Diplomacy

At 2+2 Dialogue, India and US Sign Second Foundational Agreement on Military Cooperation

Known by its acronym COMCASA, the Communications Compatibility and Security Agreement provides the legal mechanism to allow for exchange of cyber communications, surveillance data, transfer of communication equipment and setting up secure communication channels.

New Delhi: At the end of the highest level bilateral dialogue this year, India and the United States have signed the second foundational agreement that will allow for greater inter-operation between the two militaries.

The agreement was signed by US secretary of defence Jim Mattis and Indian defence minister Nirmala Sitharaman.

Known by its acronym COMCASA, the Communications Compatibility and Security Agreement provides the legal mechanism to allow for exchange of cyber communications, surveillance data, transfer of communication equipment and setting up secure communication channels.

Sitharaman stated that signing the COMCASA with the US will help to improve India’s defence preparedness. She also announced that India and the US will hold their first ever joint tri-services exercises off the eastern coast of India in 2019.

In August 2016, both countries had signed the Logistics Exchange Memorandum of Agreement (LEMOA) that lays down the guidelines for reciprocal use of each other’s military facilities.

The third ‘foundational’ agreement, Basic Exchange and Cooperation Agreement (BECA) is still under negotiations.

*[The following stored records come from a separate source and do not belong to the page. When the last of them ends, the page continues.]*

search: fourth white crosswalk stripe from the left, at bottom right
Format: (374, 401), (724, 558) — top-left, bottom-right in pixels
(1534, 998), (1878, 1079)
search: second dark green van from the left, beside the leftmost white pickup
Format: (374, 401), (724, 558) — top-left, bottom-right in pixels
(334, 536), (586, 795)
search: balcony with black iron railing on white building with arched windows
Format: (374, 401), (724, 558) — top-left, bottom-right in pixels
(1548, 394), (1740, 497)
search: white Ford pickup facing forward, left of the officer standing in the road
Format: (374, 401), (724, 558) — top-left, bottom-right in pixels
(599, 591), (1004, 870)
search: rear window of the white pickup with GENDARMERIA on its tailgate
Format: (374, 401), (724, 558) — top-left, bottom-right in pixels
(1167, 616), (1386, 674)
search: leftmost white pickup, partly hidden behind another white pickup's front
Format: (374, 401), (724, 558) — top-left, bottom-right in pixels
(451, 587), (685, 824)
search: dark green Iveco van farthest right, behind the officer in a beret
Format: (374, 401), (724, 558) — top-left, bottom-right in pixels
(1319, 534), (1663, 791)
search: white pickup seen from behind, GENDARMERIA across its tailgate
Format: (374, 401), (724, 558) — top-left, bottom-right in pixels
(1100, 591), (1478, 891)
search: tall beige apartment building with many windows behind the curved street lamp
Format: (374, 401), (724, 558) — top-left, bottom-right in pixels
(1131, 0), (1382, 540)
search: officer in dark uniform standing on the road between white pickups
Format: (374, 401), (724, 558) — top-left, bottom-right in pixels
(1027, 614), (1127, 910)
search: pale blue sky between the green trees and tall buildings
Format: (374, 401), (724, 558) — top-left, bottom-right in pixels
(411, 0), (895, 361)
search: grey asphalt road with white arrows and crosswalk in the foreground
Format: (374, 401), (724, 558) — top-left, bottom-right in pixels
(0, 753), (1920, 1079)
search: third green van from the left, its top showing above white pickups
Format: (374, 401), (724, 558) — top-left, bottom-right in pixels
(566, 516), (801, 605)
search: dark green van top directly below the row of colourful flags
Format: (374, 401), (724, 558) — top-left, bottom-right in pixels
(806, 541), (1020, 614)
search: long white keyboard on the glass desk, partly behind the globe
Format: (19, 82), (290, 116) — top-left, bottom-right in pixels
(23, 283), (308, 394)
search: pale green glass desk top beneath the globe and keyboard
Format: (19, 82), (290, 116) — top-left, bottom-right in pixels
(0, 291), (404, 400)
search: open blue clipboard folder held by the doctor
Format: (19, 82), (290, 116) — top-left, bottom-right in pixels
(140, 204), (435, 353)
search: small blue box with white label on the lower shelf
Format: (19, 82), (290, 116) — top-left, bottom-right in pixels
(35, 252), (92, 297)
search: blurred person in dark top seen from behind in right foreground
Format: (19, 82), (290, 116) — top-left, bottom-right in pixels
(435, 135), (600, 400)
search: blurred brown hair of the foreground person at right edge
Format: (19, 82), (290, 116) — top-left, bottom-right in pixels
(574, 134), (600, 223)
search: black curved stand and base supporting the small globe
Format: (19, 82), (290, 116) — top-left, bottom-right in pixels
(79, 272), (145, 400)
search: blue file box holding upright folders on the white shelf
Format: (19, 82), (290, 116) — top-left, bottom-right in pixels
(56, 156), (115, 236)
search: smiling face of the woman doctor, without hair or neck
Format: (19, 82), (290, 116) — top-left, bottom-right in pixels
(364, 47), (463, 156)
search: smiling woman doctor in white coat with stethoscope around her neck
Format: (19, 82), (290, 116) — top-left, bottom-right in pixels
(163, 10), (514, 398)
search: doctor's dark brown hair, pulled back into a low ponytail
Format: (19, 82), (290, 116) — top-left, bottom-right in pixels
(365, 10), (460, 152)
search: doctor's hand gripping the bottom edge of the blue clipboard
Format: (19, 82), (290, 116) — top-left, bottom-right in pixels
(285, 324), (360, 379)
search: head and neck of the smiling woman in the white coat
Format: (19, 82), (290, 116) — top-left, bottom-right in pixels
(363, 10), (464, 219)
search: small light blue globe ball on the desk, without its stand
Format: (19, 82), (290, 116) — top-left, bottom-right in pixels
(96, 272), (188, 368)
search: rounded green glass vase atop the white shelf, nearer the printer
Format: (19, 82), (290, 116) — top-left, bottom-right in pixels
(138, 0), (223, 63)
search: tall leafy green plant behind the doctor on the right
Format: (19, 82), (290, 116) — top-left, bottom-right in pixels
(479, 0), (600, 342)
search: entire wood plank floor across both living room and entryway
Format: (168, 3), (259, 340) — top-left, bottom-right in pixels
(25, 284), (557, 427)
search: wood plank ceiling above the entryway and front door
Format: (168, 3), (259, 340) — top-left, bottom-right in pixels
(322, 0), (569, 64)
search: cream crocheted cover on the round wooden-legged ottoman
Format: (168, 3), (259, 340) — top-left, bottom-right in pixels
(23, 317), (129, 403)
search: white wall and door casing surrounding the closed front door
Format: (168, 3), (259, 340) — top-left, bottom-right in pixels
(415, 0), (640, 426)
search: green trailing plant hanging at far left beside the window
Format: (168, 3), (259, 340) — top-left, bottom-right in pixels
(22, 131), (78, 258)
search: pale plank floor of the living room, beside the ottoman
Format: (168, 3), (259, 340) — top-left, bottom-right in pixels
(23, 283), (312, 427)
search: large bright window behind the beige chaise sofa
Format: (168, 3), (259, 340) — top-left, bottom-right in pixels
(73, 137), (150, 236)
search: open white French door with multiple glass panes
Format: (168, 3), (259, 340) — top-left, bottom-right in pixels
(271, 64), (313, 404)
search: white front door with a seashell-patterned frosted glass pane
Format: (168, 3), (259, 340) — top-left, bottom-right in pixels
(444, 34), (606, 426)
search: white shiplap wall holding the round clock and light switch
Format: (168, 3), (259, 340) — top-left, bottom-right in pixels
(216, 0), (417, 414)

The day began on Thursday with separate bilateral meetings between the defence and foreign policy heads of India and the US at the respective ministries in Delhi. All four leaders – Mattis, Pompeo, Swaraj and Sitharaman – then converged at Jawaharlal Bhawan for the ‘2+2’ dialogue, which covered bilateral agenda like trade, defence and contentious topics like Iran oil.

In his opening remarks for the dialogue, US Secretary of state Pompeo said that the two nations are “united by shared values of democracy, respect for individual rights and a shared commitment to freedom”. “Given those values India and the United States have a natural starting point,” he added.

Sushma Swaraj said that the decision has been taken to set up new hotline so that she and Pompeo, and Jim Mattis and Nirmala Sitharaman, can be in continuous touch with each other.